The battle isn't on the inside, it's on the out from David

The problem for me wasn't gaining qualifications on the inside, it was putting them in to practice on the out.
I kept my head down in prison and for once of a word, did well. I wasn't dumb or naive but I knew how difficult it was to find work on the out. My sister, who visited me every week without fail with no criminal record found it hard enough to get a job and she has some impressive qualifications so I knew I was up against it. 
I was eventually released and got myself registered at the library for Internet access and started applying for anything and everything. If I didn't my benefits would be sanctioned so it made sense for me to do what I had to and needed to to do. I got a few interviews lined up, and in all fairness didn't do well in them because after years of drug use and a few years of sobriety, my confidence wasn't great and I lacked it. The next hurdle was my criminal record and although there is the offenders rehabilitation act, employers can hand pick anyway so I don't believe that it makes much of a difference. The coin flipped, I understand why some employers would be reluctant to employ people with criminal records but in the same breath we need to be given a chance to redeem ourselves otherwise what is the point of being locked up? I agree prison is needed to protect the public but it should also be a place to transform people and at present it doesn't. 

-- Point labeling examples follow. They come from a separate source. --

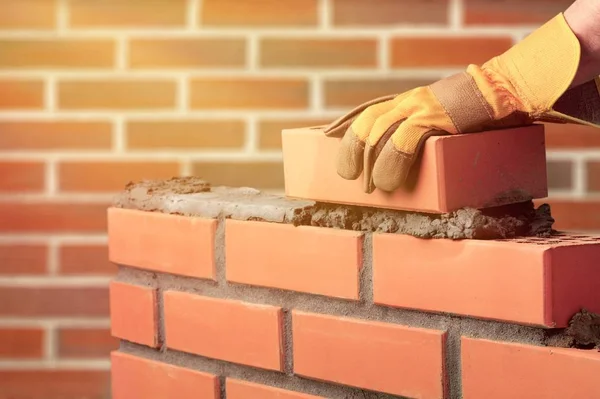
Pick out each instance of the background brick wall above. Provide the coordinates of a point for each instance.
(94, 94)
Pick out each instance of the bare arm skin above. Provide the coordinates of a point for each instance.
(583, 16)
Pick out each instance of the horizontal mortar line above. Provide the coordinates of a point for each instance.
(318, 304)
(16, 238)
(54, 281)
(267, 73)
(333, 32)
(257, 375)
(53, 364)
(55, 322)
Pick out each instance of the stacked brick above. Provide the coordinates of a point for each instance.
(222, 295)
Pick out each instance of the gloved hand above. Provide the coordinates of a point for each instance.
(528, 83)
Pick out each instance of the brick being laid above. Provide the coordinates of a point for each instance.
(472, 170)
(531, 280)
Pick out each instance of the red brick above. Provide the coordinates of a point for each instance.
(86, 343)
(28, 14)
(410, 52)
(347, 93)
(318, 53)
(307, 259)
(187, 53)
(21, 343)
(477, 170)
(64, 135)
(59, 217)
(388, 12)
(570, 136)
(136, 377)
(21, 94)
(57, 53)
(575, 215)
(162, 242)
(495, 370)
(186, 134)
(134, 313)
(238, 389)
(512, 12)
(233, 331)
(21, 176)
(54, 384)
(23, 259)
(108, 94)
(80, 259)
(127, 14)
(249, 93)
(110, 176)
(535, 281)
(53, 302)
(371, 355)
(257, 13)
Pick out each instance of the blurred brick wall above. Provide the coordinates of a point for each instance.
(95, 93)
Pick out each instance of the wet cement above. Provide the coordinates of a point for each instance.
(191, 196)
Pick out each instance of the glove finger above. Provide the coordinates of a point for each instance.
(338, 127)
(392, 166)
(352, 145)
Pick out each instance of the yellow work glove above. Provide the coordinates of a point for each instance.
(528, 83)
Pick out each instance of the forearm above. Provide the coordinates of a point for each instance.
(583, 16)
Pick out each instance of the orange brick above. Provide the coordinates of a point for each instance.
(456, 171)
(162, 242)
(80, 259)
(21, 343)
(238, 389)
(258, 13)
(388, 12)
(55, 135)
(183, 53)
(22, 176)
(76, 343)
(319, 53)
(57, 53)
(54, 384)
(508, 370)
(307, 259)
(249, 93)
(512, 12)
(530, 281)
(371, 355)
(347, 93)
(53, 302)
(76, 176)
(113, 94)
(127, 14)
(186, 134)
(409, 52)
(260, 175)
(52, 217)
(565, 136)
(28, 14)
(233, 331)
(136, 377)
(269, 130)
(21, 94)
(23, 258)
(134, 313)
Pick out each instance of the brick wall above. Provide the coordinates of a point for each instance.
(95, 94)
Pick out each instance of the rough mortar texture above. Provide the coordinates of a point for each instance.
(191, 196)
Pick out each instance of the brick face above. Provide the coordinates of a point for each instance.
(366, 354)
(228, 330)
(318, 53)
(62, 53)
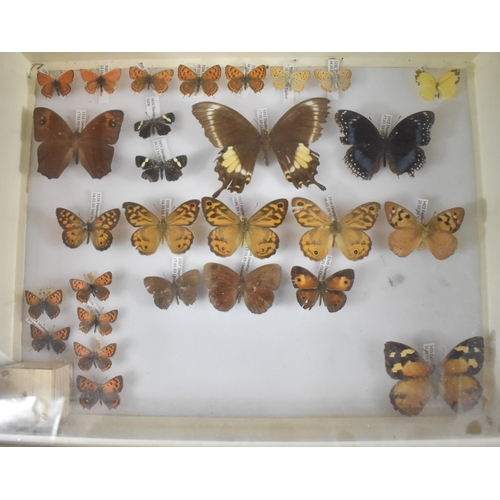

I am still actively seeking work and I will keep trying. My family are supportive and my probation officer is helpful. I have grown up to realise that working with the authorities is more productive than working against them. 
As for boredom in prison? It can be excruciating and does have an impact on a persons mental health especially on hours of bang up with nothing to do. Your mind races and sometimes your thoughts aren't healthy at all. 
I would like to hear from like minded people who have been released and are trying to find work. Thank you for listening, kindest regards, David.